As my hairdresser continued to whine, I felt another round of trimming from left to right. Oh no, save some of my hair!

“I think it’s enough …”

“Enough? I’ve had enough. I put it clearly in the contract that rent must be paid on the last day of every month. But he has never been punctual. He has a different excuse every time. You know I am the one who pay for the mortgage, management fee, utility bill, cable TV, WiFi …”

The scissors went non-stop and I could feel more hair has gone.

“Could you stop …”

“I can’t just stop the contract. It’s one-year fixed. To be honest, I can’t even stand him for 6 months!”

By the time the grumpy landlord was finally done, I lost at least five inches of my hair.

“I really cut a lot this time.” The hairdresser said this while looking at my hair on the floor.

“Yeah. I think I don’t have to come back for a few months. Thanks for helping me to save money.”

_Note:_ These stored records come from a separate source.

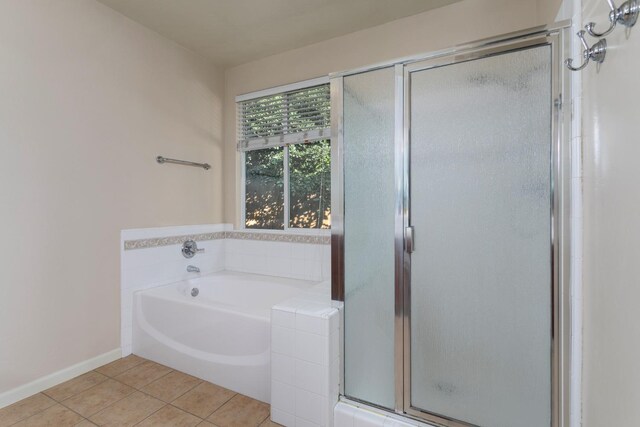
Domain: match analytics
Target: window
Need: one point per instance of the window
(287, 159)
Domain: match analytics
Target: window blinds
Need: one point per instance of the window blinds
(285, 118)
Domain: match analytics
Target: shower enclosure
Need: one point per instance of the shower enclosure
(449, 233)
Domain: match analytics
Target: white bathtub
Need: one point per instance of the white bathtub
(222, 335)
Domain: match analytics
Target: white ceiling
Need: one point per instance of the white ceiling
(232, 32)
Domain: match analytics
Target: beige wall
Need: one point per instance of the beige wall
(611, 146)
(461, 22)
(88, 99)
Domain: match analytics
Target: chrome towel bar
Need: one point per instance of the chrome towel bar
(205, 166)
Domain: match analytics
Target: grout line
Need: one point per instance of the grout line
(35, 413)
(224, 404)
(75, 394)
(201, 381)
(151, 413)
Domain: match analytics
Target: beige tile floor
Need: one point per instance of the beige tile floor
(136, 392)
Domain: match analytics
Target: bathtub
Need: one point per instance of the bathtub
(222, 335)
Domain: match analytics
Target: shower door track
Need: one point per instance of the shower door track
(553, 36)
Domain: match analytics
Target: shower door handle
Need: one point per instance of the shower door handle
(408, 239)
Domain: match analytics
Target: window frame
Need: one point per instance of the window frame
(286, 179)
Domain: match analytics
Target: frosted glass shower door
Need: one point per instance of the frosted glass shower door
(369, 220)
(480, 205)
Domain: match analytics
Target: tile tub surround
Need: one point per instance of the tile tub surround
(305, 359)
(158, 396)
(155, 264)
(151, 257)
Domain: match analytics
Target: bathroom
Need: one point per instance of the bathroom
(137, 290)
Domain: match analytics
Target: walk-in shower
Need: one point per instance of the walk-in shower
(449, 233)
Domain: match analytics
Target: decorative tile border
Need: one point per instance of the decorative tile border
(170, 240)
(241, 235)
(279, 237)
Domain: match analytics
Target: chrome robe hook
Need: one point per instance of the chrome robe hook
(596, 53)
(627, 15)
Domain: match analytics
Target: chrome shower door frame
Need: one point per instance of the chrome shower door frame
(560, 252)
(558, 192)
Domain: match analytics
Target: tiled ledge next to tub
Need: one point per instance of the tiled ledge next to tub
(151, 257)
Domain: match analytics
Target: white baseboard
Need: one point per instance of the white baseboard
(36, 386)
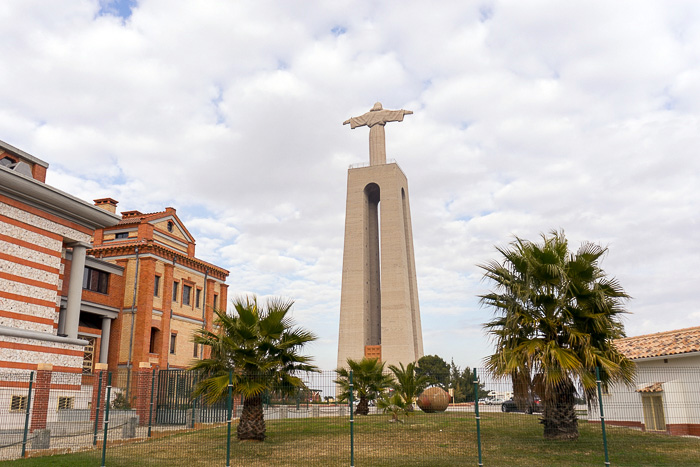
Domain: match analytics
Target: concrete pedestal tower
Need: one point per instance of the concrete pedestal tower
(379, 312)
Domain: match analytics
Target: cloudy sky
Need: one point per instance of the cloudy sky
(528, 116)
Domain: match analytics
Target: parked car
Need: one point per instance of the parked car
(494, 401)
(511, 406)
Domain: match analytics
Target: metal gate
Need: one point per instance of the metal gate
(175, 401)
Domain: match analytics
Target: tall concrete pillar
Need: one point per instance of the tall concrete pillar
(379, 311)
(75, 289)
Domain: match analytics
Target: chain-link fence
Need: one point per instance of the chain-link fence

Solutions to tackle common types of difficult tenants

Many first-time landlords think it’s a simple thing to buy a property and lease it for passive income. What they fail to see is: The moment their role changes from an owner to a landlord, problems have just started.

I have been a landlord since 2002 and have my fair share of experiences handling difficult tenants. Below are four types of tenants from hell commonly found in Singapore.

1. Tenants who like to bargain

They want to pay the lowest possible rent but need a king-size bed, a 3+2 sofa set, a 43-inch LED TV and a new washer-dryer.

They ask for 30 percent discount of the current rent to renew the rental contract, but can only commit on a month-by-month basis.

Sounds familiar?

Which landlord is not complaining about declining rentals and rising vacancy rates these days? Who is to blame for too many newly-TOP projects and too few good tenants?

Solution: Knowledge is power. Check URA website for recent rental transactions in the same condo or nearby projects. Use it as a neutral fact for negotiation.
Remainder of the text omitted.